This would mean that the department could consider a larger pool of applicants for distribution licenses, as well as licenses that would permit the transport of recreational marijuana from the cultivation and packaging facilities to the dispensaries.

Department spokeswoman Stephanie Klapstein commented on the shortage, saying, “We continue to work with the liquor wholesalers who have applied for distribution licenses, but most don’t yet meet the requirements that would allow us to license them. Even as we attempted to schedule the final facility inspection for one of the applicants this week, they told us their facility was not ready and declined the inspection.”

Now that any marijuana dispensary licensed to sell recreational marijuana has to get all their product from a distributor licensed to transport recreational marijuana, many of them now have rapidly declining supplies of both flower and edibles.

“The business owners in this industry have invested hundreds of millions of dollars to build facilities across the state.
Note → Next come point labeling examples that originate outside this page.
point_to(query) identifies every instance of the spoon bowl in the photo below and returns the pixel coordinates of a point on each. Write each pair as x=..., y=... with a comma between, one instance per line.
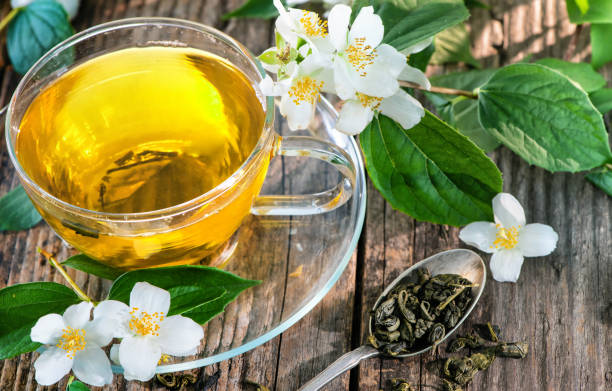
x=463, y=262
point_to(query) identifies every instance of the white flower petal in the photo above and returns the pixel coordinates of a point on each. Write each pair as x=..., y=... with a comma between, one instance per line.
x=272, y=68
x=269, y=88
x=480, y=234
x=390, y=59
x=118, y=312
x=314, y=62
x=298, y=115
x=48, y=329
x=337, y=23
x=537, y=240
x=91, y=366
x=381, y=76
x=178, y=335
x=343, y=83
x=508, y=211
x=326, y=75
x=139, y=357
x=101, y=331
x=279, y=7
x=114, y=354
x=414, y=75
x=51, y=366
x=353, y=117
x=506, y=265
x=417, y=47
x=149, y=298
x=367, y=25
x=77, y=315
x=285, y=26
x=402, y=108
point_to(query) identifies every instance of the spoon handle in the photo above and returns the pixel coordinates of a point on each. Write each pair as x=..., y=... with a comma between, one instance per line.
x=338, y=367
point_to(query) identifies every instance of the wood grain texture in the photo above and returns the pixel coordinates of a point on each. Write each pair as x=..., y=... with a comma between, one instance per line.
x=562, y=304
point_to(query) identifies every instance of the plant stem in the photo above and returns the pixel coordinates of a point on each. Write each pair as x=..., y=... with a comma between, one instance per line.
x=441, y=90
x=62, y=271
x=7, y=19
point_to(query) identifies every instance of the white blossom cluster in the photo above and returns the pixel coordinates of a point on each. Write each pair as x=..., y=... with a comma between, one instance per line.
x=312, y=56
x=148, y=336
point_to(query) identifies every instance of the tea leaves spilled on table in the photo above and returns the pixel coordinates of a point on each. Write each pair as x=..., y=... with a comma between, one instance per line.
x=415, y=315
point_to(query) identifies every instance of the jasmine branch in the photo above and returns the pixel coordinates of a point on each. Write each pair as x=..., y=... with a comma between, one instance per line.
x=440, y=90
x=64, y=274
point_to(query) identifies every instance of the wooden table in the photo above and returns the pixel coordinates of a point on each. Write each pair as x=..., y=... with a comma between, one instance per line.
x=562, y=304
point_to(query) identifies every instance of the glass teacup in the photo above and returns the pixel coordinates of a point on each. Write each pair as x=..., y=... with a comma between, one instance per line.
x=195, y=230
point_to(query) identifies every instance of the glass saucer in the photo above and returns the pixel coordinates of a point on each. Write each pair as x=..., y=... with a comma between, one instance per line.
x=275, y=249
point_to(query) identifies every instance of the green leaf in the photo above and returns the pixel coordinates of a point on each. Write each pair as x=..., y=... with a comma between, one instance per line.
x=476, y=4
x=597, y=11
x=21, y=306
x=602, y=99
x=461, y=112
x=600, y=44
x=17, y=211
x=602, y=178
x=583, y=5
x=85, y=264
x=465, y=119
x=421, y=59
x=404, y=29
x=581, y=73
x=36, y=29
x=195, y=291
x=430, y=171
x=544, y=118
x=263, y=9
x=77, y=386
x=452, y=46
x=469, y=80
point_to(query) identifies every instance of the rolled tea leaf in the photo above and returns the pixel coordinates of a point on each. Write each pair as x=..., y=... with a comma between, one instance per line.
x=488, y=331
x=512, y=349
x=436, y=333
x=482, y=361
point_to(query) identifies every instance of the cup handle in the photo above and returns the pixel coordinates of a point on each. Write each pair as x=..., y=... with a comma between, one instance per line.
x=310, y=204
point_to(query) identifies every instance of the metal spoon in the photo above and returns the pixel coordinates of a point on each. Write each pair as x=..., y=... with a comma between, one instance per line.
x=466, y=263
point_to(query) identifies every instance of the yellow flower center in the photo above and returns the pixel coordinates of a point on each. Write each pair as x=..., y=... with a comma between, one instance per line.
x=313, y=25
x=369, y=101
x=506, y=237
x=360, y=55
x=163, y=359
x=305, y=89
x=143, y=323
x=72, y=341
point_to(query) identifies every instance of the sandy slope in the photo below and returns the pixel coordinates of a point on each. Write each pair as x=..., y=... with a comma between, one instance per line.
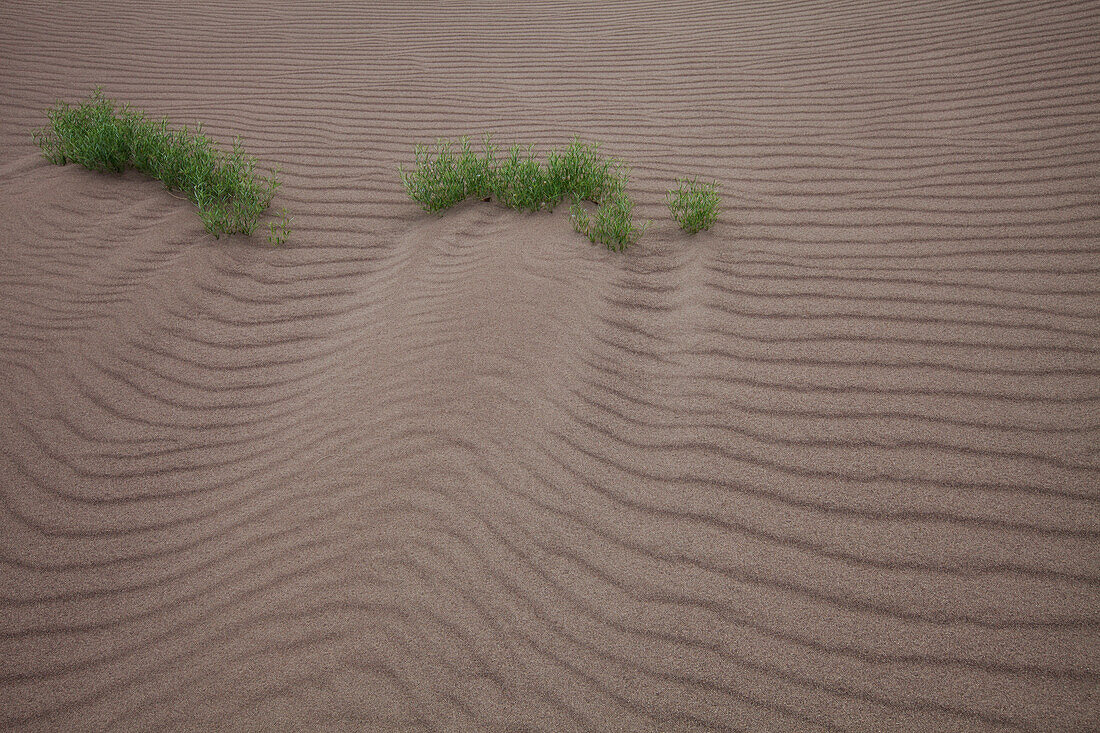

They have hired and trained thousands of additional employees to meet the demands of the market. Unless the issue with distributor licensing is resolved quickly, the inability to deliver product to retail stores will result in many of these people losing their jobs and will bring this nascent market to a grinding halt. A halt in this market will lead to a hole in the state’s school budget,” Klapstein said.
If the proposed regulation passes and the taxation department issues distribution licenses, it still won’t solve all the industry’s problems. This is because many cultivation centers are in the middle of the growing cycle of some strains of marijuana. This means that there will be a lag between dispensaries selling out and the next harvest. To make things worse, some cultivation centers have already sold futures of their next crop.